Blurb’s book making software makes a mess of:

  1. Any  \LaTeX inclusions. All \LaTeX code is echoed verbatim as ASCII.  I suppose we should be grateful that it’s not deleted.
  2. Source code listings are mangled beyond repair.  Your elegantly formatted code comes out worse than HEX dumps.
  3. Embedded images are improperly placed.  When it comes to blogs restricting image inclusions to simple center of the page layouts pays big dividends.  Wrapping text around images may look ok on your blog but RSS software like Google Reader will wreck it.  Apparently simple center of the page layouts is too much for Blurb.  The default layout stuffs square thumbnails in the margins:  arghhhh……
  4. Web Links are inserted as verbatim footnotes at the end of each posting.  The link footnotes often sprawl onto extra pages that have only one or two lines.  I can see why book publishers might not care about efficient page allocation ($$$) but I certainly do.
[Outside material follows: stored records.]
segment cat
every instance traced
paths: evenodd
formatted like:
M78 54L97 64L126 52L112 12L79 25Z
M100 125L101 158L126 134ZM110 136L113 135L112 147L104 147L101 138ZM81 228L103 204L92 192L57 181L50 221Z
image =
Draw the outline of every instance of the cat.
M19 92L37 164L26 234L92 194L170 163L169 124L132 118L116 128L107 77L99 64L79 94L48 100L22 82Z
After hitting all these shortcomings on my first test I abandoned Blurb and started searching for ways to export WordPress blogs as \LaTeX.  There are a number of  useful tools for converting \LaTeX to WordPress. Some of these tools are used by Fields Medal winners: see Terence Tao’s blog.   Unfortunately going the other way does not appear to be well supported.  Damn!

After failing to come up with an acceptable WordPress to \LaTeX freebie I downloaded this blog in WordPress’s XML export format and took a look.  To my surprise WordPress XML is what I call good XML.  Good XML is designed to be read and understood by human beings!  This contrasts with bad XML.  Bad XML is essentially a binary format that some idiot decided should be rendered as XML.  Bad XML is useful when you want to slow down computers.

Converting WordPress XML to \LaTeX looks simple enough to make a nice C# coding exercise.  When I have hacked up a converter that panders to my idiosyncratic tastes I will post the source code.